In recent years, new symmetric primitives have been proposed to be executed in abstract contexts such as Zero-Knowledge proof systems (ZK), widely used in crypto- currency applications. ZK protocols are algorithms involving several parties that allow a prover to convince a verifier that he knows a secret without revealing it. In particular, these protocols have highlighted the need to minimise the number of multiplications performed by the primitive in large finite fields. As the number of the so-called Arithmetization-Oriented (AO) designs increases, it is important to better understand the properties of their underlying operations.
In this presentation, we will propose two perspectives. First, we will investigate the security of MiMC, one of the first such block ciphers, against higher-order differential attacks, for which the complexity decreases with the multivariate degree (aka algebraic degree). MiMC consists of many iterations of a simple round function: the addition of a key and round constants and a low-degree power permutation (usually the cube). We will show that, while the univariate degree increases predictably with the number of rounds, the multivariate degree has a much more complex behaviour, and simply stays constant during some rounds. We will also exhibit some specific power functions for which the univariate polynomial representation is sparse and then allows us to propose a more theoretical analysis of the multivariate degree.

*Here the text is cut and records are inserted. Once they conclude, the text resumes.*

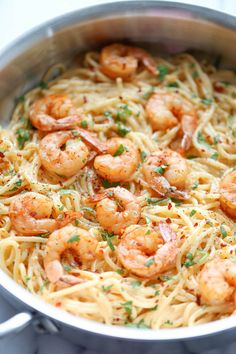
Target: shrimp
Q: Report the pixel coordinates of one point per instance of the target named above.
(118, 60)
(73, 241)
(166, 171)
(217, 282)
(120, 161)
(54, 112)
(63, 153)
(165, 110)
(116, 209)
(228, 194)
(30, 215)
(142, 252)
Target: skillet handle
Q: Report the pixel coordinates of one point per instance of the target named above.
(15, 324)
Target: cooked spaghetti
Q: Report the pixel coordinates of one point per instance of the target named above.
(98, 267)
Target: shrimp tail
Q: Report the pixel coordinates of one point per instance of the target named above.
(67, 217)
(166, 232)
(164, 189)
(92, 141)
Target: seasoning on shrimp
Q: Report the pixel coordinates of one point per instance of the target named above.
(228, 194)
(119, 162)
(118, 60)
(166, 110)
(30, 214)
(165, 171)
(55, 112)
(146, 252)
(71, 239)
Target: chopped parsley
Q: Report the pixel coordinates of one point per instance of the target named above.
(223, 231)
(74, 238)
(123, 112)
(65, 191)
(23, 135)
(107, 184)
(136, 284)
(122, 130)
(149, 262)
(143, 156)
(195, 185)
(189, 260)
(120, 150)
(108, 114)
(163, 71)
(140, 325)
(173, 84)
(202, 140)
(105, 289)
(108, 236)
(161, 169)
(128, 307)
(84, 124)
(17, 185)
(215, 156)
(206, 101)
(43, 85)
(193, 212)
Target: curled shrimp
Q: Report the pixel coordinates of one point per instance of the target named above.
(68, 241)
(166, 171)
(165, 110)
(142, 250)
(118, 60)
(119, 162)
(228, 194)
(217, 282)
(30, 214)
(63, 153)
(54, 112)
(116, 209)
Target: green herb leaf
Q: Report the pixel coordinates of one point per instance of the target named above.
(201, 140)
(223, 231)
(122, 130)
(149, 262)
(23, 135)
(108, 236)
(107, 184)
(195, 185)
(74, 238)
(214, 156)
(84, 124)
(143, 156)
(65, 191)
(136, 284)
(193, 212)
(43, 85)
(119, 151)
(106, 288)
(140, 325)
(128, 307)
(108, 114)
(206, 101)
(173, 84)
(155, 201)
(163, 71)
(161, 169)
(120, 271)
(123, 113)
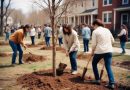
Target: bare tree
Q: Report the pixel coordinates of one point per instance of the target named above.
(52, 6)
(4, 9)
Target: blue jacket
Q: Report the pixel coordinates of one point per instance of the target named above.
(86, 33)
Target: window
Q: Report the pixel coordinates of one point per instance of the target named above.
(124, 18)
(107, 17)
(107, 2)
(125, 2)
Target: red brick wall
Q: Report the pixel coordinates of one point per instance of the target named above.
(101, 9)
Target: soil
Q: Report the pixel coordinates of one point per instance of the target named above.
(43, 80)
(4, 43)
(5, 54)
(33, 58)
(41, 43)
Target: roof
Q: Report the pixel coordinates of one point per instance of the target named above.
(89, 10)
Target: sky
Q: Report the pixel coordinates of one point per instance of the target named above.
(24, 5)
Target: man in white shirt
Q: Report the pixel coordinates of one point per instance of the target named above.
(102, 40)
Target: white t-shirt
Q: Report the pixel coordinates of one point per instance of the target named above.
(102, 40)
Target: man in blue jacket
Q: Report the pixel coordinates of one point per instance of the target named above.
(86, 33)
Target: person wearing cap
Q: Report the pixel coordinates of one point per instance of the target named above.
(15, 42)
(102, 40)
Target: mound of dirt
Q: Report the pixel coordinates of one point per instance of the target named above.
(33, 58)
(43, 80)
(83, 56)
(5, 54)
(125, 64)
(4, 43)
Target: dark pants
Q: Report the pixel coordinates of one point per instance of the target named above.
(86, 42)
(47, 39)
(39, 35)
(60, 41)
(73, 61)
(108, 60)
(15, 48)
(33, 40)
(123, 46)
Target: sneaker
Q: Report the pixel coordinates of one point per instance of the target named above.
(97, 82)
(74, 72)
(112, 86)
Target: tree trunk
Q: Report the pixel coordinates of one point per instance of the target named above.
(53, 38)
(1, 19)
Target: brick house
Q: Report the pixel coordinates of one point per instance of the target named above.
(114, 13)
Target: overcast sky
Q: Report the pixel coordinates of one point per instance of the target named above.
(24, 5)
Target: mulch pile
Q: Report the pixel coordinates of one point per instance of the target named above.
(43, 80)
(4, 43)
(33, 58)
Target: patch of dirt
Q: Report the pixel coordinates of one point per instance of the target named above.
(43, 80)
(41, 43)
(46, 48)
(60, 49)
(5, 54)
(33, 58)
(4, 43)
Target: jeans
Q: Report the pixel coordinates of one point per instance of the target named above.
(86, 42)
(39, 35)
(72, 56)
(107, 60)
(15, 48)
(123, 46)
(33, 40)
(60, 41)
(7, 36)
(47, 39)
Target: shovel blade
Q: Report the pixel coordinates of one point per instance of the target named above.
(84, 72)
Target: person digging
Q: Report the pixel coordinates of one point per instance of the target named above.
(102, 48)
(15, 42)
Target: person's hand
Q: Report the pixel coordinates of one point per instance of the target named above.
(25, 47)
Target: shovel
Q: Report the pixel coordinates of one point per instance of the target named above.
(101, 74)
(85, 69)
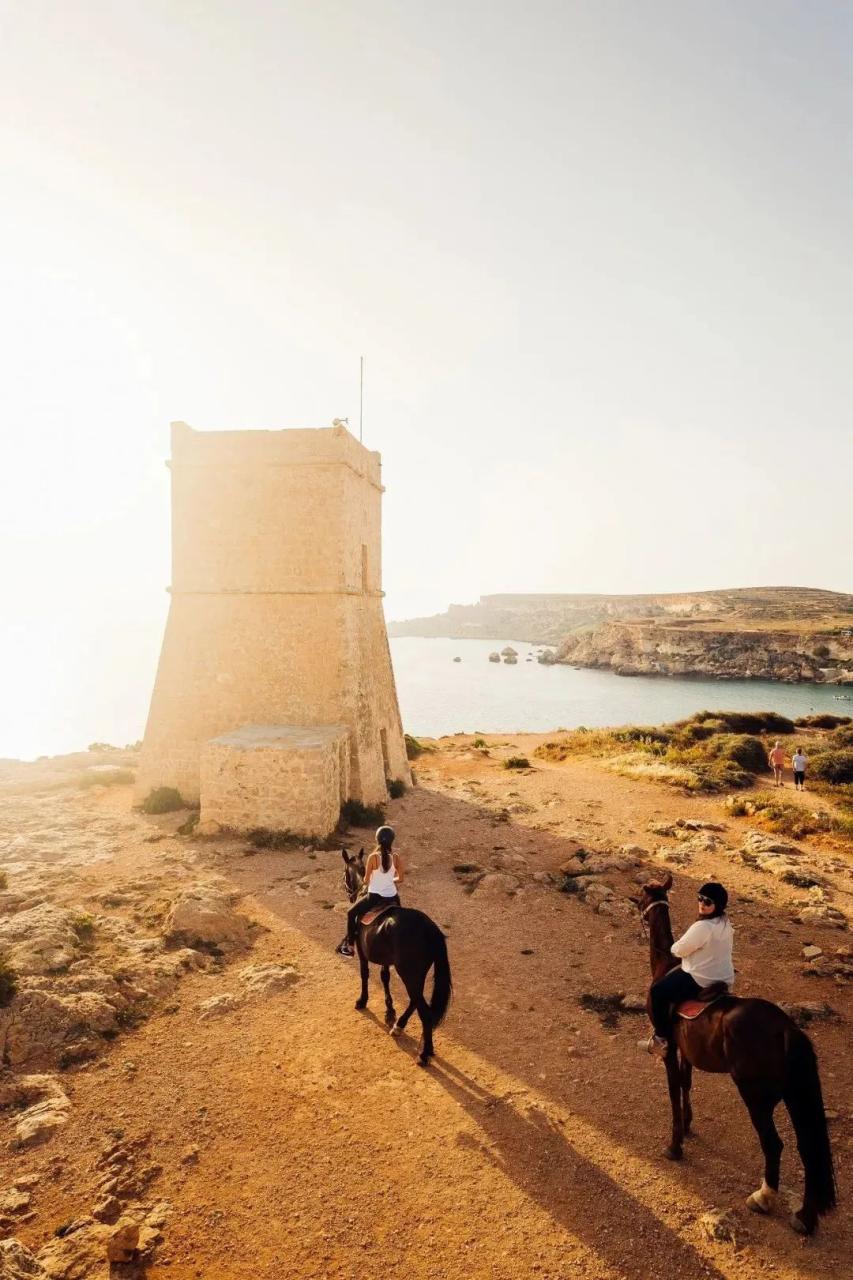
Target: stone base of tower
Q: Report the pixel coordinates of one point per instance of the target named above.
(276, 776)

Then, we will switch to the designer's point of view to propose a family of hash functions: Anemoi, exploiting a link, previously unknown, between AO primitives and CCZ-equivalence. Besides pushing the limits in understanding the principles behind AO hash functions, we will also offer one standalone component that can be easily reused in other designs: a new S-box, the Flystel, highly inspired by the well-studied Butterfly structure. We will see how the CCZ-equivalence between its two variants (the Open Flystel and the Closed Flystel) leads to good ZK performances and high security level.